General Edmund Kirby Smith, commanding the Confederate Trans-Mississippi Department from Shreveport, learned about the unauthorized fight at Mansfield early on the 9th and rode out to take personal command of Taylor’s men. He arrived at Taylor’s headquarters at 10 p.m., when he learned that the second unauthorized fight had just ended. Taylor pleaded with Smith to let him pursue Banks, but Smith refused. Taylor was to return to Shreveport, and Smith would soon be sending most of Taylor’s command to face Steele in Arkansas.

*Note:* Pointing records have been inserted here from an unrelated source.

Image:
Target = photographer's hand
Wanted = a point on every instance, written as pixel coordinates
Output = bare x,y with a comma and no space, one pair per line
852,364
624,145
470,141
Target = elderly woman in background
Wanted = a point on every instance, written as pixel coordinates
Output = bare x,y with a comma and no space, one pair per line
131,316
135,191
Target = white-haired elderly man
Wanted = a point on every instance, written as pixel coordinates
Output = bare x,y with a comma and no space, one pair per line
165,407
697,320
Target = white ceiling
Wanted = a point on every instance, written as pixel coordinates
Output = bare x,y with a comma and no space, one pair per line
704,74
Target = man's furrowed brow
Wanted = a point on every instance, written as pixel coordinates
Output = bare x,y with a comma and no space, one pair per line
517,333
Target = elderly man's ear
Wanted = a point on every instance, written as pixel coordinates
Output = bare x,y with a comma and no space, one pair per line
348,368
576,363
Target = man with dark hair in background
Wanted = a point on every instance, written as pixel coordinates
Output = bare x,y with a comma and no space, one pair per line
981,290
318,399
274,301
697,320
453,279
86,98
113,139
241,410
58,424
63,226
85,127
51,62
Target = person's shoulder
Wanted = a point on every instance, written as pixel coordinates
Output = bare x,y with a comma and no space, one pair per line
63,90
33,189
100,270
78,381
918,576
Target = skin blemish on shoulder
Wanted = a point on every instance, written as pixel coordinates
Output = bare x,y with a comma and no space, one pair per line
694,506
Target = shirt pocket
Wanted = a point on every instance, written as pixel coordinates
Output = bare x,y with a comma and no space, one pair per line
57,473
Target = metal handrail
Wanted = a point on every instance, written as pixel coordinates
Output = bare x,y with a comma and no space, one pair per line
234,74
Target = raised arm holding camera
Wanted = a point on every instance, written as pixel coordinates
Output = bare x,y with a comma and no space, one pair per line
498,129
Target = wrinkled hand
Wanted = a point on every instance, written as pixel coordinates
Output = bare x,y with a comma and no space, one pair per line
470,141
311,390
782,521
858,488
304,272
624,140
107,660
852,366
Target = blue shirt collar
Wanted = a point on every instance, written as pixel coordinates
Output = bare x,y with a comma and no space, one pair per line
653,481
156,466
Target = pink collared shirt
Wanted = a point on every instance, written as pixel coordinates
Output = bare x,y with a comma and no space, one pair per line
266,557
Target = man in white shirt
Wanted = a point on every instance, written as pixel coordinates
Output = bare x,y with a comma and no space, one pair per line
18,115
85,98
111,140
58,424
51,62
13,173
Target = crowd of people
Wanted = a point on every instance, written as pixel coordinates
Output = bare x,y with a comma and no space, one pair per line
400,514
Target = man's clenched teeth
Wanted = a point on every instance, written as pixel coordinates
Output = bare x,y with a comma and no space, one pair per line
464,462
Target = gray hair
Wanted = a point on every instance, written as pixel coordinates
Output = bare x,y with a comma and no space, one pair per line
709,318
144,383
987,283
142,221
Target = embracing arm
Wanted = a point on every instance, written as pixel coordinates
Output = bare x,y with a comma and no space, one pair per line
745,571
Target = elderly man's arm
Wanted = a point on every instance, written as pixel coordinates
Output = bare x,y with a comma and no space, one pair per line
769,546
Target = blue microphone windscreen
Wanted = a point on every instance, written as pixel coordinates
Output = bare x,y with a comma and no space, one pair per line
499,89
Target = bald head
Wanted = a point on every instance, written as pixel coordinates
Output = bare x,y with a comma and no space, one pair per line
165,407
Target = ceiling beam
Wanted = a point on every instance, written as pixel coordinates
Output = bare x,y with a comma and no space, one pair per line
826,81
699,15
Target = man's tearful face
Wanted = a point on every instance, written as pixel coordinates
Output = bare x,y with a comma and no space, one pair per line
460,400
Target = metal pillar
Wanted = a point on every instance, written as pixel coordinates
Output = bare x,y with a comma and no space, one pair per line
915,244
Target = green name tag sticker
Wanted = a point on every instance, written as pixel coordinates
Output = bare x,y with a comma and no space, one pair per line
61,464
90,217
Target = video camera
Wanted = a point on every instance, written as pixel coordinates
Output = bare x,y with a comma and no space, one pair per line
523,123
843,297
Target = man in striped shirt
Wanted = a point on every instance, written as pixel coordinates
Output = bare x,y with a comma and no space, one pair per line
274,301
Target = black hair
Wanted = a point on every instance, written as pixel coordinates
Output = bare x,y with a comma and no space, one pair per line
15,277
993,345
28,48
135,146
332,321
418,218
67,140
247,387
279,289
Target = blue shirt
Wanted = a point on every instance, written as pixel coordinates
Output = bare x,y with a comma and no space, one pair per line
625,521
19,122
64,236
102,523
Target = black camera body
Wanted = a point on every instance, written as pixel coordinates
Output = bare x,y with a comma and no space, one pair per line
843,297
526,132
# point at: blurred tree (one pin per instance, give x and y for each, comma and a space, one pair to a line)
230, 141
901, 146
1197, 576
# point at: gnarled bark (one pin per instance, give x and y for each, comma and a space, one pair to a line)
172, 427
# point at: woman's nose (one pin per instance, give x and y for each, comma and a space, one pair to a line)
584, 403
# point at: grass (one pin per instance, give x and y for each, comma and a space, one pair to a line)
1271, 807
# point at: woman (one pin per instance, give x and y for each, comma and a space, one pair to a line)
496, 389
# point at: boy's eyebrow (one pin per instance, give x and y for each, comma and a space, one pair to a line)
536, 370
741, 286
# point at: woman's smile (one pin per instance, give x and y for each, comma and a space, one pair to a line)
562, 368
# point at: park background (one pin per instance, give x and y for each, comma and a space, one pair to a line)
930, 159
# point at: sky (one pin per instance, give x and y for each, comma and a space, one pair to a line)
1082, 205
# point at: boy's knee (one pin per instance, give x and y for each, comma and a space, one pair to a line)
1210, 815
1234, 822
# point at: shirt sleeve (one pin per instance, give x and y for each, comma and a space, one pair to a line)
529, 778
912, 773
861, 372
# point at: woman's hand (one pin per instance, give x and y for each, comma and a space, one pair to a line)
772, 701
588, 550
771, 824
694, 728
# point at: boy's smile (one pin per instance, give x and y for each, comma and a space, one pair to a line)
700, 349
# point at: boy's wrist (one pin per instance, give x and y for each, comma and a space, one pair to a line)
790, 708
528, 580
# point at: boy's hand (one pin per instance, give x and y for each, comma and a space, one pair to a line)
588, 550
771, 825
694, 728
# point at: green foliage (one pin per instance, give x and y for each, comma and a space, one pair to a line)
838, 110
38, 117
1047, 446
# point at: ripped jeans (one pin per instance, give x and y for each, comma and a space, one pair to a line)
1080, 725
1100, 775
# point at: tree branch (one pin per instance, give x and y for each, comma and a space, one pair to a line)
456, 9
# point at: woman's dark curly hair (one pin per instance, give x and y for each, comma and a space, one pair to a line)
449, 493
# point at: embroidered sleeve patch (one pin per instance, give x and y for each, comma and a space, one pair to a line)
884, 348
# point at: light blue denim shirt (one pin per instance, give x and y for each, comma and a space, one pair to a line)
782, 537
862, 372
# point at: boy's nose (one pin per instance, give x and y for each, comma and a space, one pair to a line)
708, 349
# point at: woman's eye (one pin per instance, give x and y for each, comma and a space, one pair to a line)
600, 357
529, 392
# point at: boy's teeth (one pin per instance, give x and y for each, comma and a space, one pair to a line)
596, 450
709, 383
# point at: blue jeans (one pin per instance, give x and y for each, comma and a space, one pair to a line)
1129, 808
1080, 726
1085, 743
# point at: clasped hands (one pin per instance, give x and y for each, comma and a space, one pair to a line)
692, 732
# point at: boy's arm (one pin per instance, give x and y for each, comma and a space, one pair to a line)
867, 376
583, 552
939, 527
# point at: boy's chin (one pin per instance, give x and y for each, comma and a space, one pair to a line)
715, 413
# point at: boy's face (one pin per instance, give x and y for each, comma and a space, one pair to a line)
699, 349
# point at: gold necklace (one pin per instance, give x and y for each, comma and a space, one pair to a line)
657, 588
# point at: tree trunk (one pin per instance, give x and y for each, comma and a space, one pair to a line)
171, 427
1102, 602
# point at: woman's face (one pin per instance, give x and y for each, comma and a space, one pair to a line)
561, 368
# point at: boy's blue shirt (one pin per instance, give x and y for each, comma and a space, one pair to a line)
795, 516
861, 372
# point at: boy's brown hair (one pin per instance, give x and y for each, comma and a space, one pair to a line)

A bizarre scene unfolded the next day, as both armies that had fought at Pleasant Hill hurriedly retreated in opposite directions. Taylor reluctantly pulled his Confederates back toward Mansfield, and Banks moved his Federals back down the Red River to Grand Ecore. Banks had won his greatest victory of the campaign, but he squandered it by retreating. Thus, Shreveport remained in Confederate hands.